L’intervention armée est donc aussi une prise d’autonomie de la Turquie par rapport à l’OTAN, même si, d’une manière ou d’une autre, Ankara a négocié le feu vert américain. Les pays membres de l’Alliance ont toujours fait bloc pour affirmer leur solidarité avec la Turquie, quel que soit le cas de figure. Qu’en sera-t-il, maintenant qu’elle a projeté ses forces au-delà de la frontière, devenant un acteur militaire direct dans le conflit syrien ? Mais pour cette opération il fallait aussi l’aval de Moscou, qui contrôle le ciel syrien, notamment dans cette zone.
L’intervention turque vise l’organisation Etat islamique (EI), mais plus encore le PYD (Parti de l’union démocratique) kurde syrien, qui est pourtant soutenu par les alliés de la coalition. Comment réagissent ces derniers ?
Cette extension par la Turquie de ses opérations antikurdes à l’extérieur de son territoire met l’administration Obama face à ses contradictions.
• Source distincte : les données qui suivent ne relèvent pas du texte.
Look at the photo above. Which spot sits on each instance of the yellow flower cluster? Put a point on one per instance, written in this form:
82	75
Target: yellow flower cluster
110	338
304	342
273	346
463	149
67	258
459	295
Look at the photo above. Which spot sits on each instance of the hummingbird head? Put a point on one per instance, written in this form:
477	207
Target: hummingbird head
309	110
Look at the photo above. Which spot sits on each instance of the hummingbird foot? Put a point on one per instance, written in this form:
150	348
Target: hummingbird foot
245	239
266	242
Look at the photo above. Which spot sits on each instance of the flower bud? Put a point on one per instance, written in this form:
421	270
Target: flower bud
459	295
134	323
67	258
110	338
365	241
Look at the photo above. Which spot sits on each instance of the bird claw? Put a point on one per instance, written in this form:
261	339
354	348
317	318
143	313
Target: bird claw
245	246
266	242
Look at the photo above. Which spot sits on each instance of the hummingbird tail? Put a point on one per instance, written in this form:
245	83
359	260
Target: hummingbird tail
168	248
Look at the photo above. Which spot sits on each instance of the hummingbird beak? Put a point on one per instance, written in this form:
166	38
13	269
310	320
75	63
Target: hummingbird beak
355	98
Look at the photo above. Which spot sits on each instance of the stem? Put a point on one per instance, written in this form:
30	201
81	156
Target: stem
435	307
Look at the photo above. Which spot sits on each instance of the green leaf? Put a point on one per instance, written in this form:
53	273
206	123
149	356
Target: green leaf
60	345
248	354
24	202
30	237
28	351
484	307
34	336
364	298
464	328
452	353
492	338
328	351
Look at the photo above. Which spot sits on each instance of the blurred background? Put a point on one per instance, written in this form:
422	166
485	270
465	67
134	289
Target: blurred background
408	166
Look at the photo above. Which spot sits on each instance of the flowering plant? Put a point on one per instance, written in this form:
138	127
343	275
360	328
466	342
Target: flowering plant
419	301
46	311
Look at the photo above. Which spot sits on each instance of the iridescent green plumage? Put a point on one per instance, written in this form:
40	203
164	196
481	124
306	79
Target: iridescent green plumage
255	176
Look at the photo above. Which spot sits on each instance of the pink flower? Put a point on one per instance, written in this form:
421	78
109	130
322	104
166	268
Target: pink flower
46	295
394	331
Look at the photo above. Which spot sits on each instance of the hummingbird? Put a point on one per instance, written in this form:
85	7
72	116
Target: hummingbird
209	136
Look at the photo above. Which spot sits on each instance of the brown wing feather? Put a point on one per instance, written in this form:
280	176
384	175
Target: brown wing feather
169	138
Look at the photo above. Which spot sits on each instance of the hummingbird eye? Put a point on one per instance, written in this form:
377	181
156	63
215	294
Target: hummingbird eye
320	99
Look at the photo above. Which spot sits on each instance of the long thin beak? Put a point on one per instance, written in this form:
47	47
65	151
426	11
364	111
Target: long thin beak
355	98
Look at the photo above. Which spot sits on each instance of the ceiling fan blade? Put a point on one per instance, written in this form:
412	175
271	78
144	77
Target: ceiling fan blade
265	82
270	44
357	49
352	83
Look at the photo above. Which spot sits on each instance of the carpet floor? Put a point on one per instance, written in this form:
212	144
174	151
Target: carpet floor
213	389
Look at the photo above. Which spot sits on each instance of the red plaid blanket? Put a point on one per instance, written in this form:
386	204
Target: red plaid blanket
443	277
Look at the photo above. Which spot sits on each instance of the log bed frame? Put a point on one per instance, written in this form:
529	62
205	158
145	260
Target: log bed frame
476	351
Frapper le PYD [le parti kurde syrien hégémonique] en Syrie revient-il à frapper le PKK en interne, même en considérant que ces deux organisations sont liées ? La guerre contre le PKK menée par Ankara en Turquie[depuis 1984] est considérée par ses alliés comme une opération de police visant une organisation classée terroriste par l’Union européenne et les Etats-Unis.
Bruxelles comme Washington ferment ainsi les yeux sur les pertes civiles très importantes, notamment à l’automne 2015, dans la répression des soulèvements à Diyarbakir, Cizre et dans d’autres villes du sud-est de la Turquie. Cette région est déjà entrée dans une logique de guerre.
Ankara martèle que le PYD syrien et le PKK turc sont une seule et même organisation, et assure par ailleurs que le parti prokurde légal [Parti démocratique des peuples, HDP] n’est rien d’autre qu’une vitrine du PKK. On a donc le sentiment que, pour les autorités, toute l’opposition kurde – légale ou non – est rassemblée sous le label « PKK », alors même que c’est une mosaïque de réalités et d’intérêts divers. Ankara n’a cependant pas réussi à convaincre de ses vues ses alliés traditionnels, comme les Etats-Unis et l’OTAN, ni ses nouveaux amis russes.
La politique syrienne d’Erdogan est-elle en train de changer ?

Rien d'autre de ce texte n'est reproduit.